Still dressed in lightweight holiday clothing - a black and white jumpsuit with her hair tied into a high bun and accessorised with a gold hair band - Shannon seemed distant, anxious and at times looked a little lost.
At one stage she appeared to wipe tears from her face while waiting for the luggage carousel to start. Mr McGuinness, an oil distributor who has a Turkish business partner, was on the phone finalising arrangements to have the bodies of both women repatriated.
Yesterday Turkish news reported that all the necessary paperwork had been completed and a private company had been hired to collect the remains from the mortuary in Izmir.
Last night Mr McGuinness confirmed the women's bodies had been transferred some 350 miles to Antalya on Turkey's south coast from where they will be flown back to Northern Ireland.
Mr McGuinness said that he was hoping the women could be returned home to Northern Ireland "very soon". "I identified the bodies which, as you can imagine, wasn't nice at all," he said. "Shannon really wanted to see her mum, but we couldn't allow her. It would have been too much. Maybe when we get her home she might be able to see her mother. It's just so hard."
A spokeswoman for the Irish Department of Foreign Affairs said repatriation would depend on circumstances, including flight availability.
"We won't know about funerals until we get the bodies back," concluded Mr McGuinness.

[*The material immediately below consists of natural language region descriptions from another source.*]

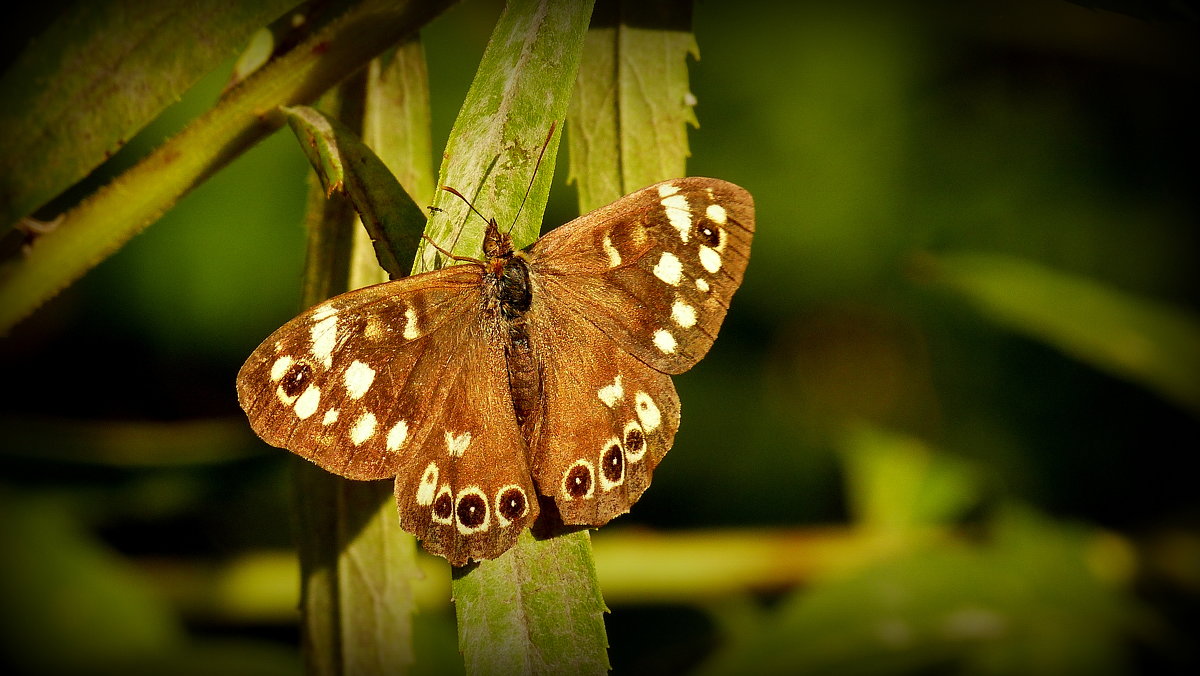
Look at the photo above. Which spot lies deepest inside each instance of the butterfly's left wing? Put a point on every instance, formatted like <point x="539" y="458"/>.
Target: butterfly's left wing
<point x="654" y="271"/>
<point x="622" y="297"/>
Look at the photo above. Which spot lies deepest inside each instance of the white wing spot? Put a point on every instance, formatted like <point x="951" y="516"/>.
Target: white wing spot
<point x="411" y="329"/>
<point x="427" y="485"/>
<point x="709" y="258"/>
<point x="664" y="341"/>
<point x="457" y="444"/>
<point x="358" y="378"/>
<point x="611" y="394"/>
<point x="678" y="214"/>
<point x="324" y="340"/>
<point x="669" y="269"/>
<point x="613" y="255"/>
<point x="449" y="518"/>
<point x="683" y="315"/>
<point x="647" y="412"/>
<point x="281" y="366"/>
<point x="396" y="436"/>
<point x="307" y="402"/>
<point x="364" y="429"/>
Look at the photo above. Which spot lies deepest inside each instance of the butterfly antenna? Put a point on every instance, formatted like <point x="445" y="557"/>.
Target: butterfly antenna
<point x="528" y="187"/>
<point x="460" y="196"/>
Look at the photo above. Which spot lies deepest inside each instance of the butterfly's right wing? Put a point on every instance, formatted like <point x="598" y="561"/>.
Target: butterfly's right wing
<point x="401" y="380"/>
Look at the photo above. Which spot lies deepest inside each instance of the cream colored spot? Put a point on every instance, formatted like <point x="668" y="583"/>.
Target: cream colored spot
<point x="307" y="402"/>
<point x="613" y="255"/>
<point x="683" y="315"/>
<point x="283" y="396"/>
<point x="647" y="412"/>
<point x="669" y="269"/>
<point x="281" y="366"/>
<point x="364" y="429"/>
<point x="449" y="518"/>
<point x="427" y="485"/>
<point x="411" y="329"/>
<point x="709" y="258"/>
<point x="678" y="214"/>
<point x="358" y="378"/>
<point x="323" y="311"/>
<point x="664" y="341"/>
<point x="324" y="340"/>
<point x="457" y="444"/>
<point x="396" y="436"/>
<point x="611" y="394"/>
<point x="483" y="525"/>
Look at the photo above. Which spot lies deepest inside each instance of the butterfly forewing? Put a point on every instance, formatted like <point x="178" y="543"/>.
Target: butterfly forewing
<point x="654" y="270"/>
<point x="328" y="384"/>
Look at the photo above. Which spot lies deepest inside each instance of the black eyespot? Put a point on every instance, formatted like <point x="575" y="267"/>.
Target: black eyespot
<point x="513" y="504"/>
<point x="612" y="464"/>
<point x="295" y="380"/>
<point x="443" y="506"/>
<point x="635" y="440"/>
<point x="707" y="233"/>
<point x="472" y="510"/>
<point x="579" y="480"/>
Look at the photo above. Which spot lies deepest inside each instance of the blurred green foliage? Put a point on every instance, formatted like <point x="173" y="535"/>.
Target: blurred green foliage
<point x="1020" y="503"/>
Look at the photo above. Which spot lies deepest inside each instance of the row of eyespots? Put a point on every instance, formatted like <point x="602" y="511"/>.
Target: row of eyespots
<point x="469" y="510"/>
<point x="579" y="480"/>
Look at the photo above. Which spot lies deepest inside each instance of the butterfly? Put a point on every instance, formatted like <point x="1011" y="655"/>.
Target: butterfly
<point x="537" y="372"/>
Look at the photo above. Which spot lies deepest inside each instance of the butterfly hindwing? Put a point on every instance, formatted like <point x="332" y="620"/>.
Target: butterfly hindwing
<point x="606" y="423"/>
<point x="466" y="490"/>
<point x="654" y="270"/>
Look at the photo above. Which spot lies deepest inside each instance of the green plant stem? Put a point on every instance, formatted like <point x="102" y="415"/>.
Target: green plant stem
<point x="100" y="225"/>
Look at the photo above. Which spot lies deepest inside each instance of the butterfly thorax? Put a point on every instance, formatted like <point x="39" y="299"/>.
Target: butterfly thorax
<point x="509" y="297"/>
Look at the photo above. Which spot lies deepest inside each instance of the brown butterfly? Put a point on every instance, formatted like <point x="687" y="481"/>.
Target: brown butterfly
<point x="535" y="371"/>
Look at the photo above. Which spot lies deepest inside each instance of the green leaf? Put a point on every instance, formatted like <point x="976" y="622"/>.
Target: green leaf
<point x="897" y="484"/>
<point x="537" y="609"/>
<point x="538" y="606"/>
<point x="633" y="102"/>
<point x="1139" y="339"/>
<point x="100" y="73"/>
<point x="1029" y="600"/>
<point x="100" y="225"/>
<point x="520" y="91"/>
<point x="358" y="566"/>
<point x="347" y="166"/>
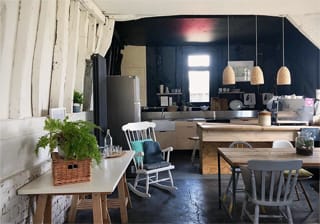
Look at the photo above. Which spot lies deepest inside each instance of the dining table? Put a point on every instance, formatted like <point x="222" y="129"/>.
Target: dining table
<point x="105" y="178"/>
<point x="237" y="157"/>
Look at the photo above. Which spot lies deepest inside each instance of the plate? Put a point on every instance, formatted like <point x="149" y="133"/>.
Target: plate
<point x="236" y="105"/>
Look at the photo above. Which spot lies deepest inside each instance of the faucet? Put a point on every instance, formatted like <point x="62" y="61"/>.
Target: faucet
<point x="162" y="114"/>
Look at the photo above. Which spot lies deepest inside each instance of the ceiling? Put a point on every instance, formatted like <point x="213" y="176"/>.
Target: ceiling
<point x="198" y="30"/>
<point x="304" y="15"/>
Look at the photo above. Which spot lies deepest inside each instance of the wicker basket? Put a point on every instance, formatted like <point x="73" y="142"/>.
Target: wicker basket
<point x="70" y="171"/>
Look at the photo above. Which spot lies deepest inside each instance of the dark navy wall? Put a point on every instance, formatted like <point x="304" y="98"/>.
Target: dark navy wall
<point x="167" y="65"/>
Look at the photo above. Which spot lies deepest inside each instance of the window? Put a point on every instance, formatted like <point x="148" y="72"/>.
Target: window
<point x="199" y="78"/>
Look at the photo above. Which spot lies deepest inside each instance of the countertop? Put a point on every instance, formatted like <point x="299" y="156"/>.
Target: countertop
<point x="247" y="127"/>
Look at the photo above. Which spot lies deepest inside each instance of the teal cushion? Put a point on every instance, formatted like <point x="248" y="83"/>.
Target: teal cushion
<point x="137" y="146"/>
<point x="152" y="152"/>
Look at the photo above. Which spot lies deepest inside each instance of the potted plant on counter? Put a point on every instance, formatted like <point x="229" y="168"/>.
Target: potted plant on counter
<point x="77" y="101"/>
<point x="77" y="146"/>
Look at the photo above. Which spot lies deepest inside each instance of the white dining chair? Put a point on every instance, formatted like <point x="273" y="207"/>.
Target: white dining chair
<point x="303" y="173"/>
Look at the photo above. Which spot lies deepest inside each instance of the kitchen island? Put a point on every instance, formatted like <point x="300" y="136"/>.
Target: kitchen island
<point x="214" y="135"/>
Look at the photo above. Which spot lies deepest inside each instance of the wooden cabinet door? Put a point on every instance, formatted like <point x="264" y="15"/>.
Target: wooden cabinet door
<point x="184" y="130"/>
<point x="166" y="138"/>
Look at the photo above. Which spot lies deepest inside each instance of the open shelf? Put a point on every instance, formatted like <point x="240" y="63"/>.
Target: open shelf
<point x="169" y="94"/>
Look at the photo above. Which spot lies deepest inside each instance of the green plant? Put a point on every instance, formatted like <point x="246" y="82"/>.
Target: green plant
<point x="77" y="97"/>
<point x="74" y="139"/>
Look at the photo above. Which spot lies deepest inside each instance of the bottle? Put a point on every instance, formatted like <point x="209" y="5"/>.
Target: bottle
<point x="304" y="144"/>
<point x="108" y="139"/>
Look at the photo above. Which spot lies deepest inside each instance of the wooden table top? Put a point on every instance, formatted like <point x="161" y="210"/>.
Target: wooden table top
<point x="241" y="156"/>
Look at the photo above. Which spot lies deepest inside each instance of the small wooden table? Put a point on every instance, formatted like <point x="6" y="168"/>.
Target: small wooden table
<point x="104" y="179"/>
<point x="236" y="157"/>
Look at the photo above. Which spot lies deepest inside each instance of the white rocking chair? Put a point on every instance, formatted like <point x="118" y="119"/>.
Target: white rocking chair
<point x="137" y="134"/>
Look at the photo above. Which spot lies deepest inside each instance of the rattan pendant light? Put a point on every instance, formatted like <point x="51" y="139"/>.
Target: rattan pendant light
<point x="283" y="75"/>
<point x="256" y="73"/>
<point x="228" y="76"/>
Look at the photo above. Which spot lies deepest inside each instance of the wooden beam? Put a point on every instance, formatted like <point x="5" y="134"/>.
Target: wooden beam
<point x="104" y="41"/>
<point x="20" y="86"/>
<point x="8" y="27"/>
<point x="60" y="59"/>
<point x="74" y="26"/>
<point x="42" y="60"/>
<point x="83" y="38"/>
<point x="93" y="10"/>
<point x="92" y="32"/>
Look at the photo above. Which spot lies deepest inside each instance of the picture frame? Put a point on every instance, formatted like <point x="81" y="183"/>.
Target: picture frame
<point x="242" y="70"/>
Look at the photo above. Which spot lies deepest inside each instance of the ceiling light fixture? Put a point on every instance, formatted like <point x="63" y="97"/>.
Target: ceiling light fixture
<point x="228" y="76"/>
<point x="256" y="73"/>
<point x="283" y="75"/>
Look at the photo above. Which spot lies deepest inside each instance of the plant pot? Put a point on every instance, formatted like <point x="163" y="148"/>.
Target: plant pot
<point x="304" y="145"/>
<point x="76" y="108"/>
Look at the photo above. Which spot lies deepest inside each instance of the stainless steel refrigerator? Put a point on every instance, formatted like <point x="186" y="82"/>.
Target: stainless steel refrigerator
<point x="123" y="105"/>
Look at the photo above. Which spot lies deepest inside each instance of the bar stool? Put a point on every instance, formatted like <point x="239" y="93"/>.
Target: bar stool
<point x="196" y="147"/>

Cetin, who called himself 'Alex', had been in a relationship with Shannon since last year. It is understood he wanted to marry the teenager and became incensed when her mother refused to give her blessing.
It is alleged that, after luring the women into a forest, he slashed their throats and hid their bodies. It is also claimed he then fabricated a story that the two women had been kidnapped in a bid to explain an injury to his hand.
On Friday he appeared in court in Izmir. However, there is confusion over Cetin's age. Police sources in Turkey believe he is older that his claim of 17 which, if true, could have major implications on a potential punishment.
Prayers for the victims were said in churches both in Turkey and in Northern Ireland yesterday. Books of condolence were opened in Newry and Warrenpoint.
Ms Graham was a regular visitor to Turkey. She had married Turkish waiter Yucel Kilinc five years ago, but the pair had since separated.
At the time of her death Ms Graham and her daughter were staying in an apartment owned by her ex-partner Mr McGuinness.
They had been in Kusadasi for most of the summer.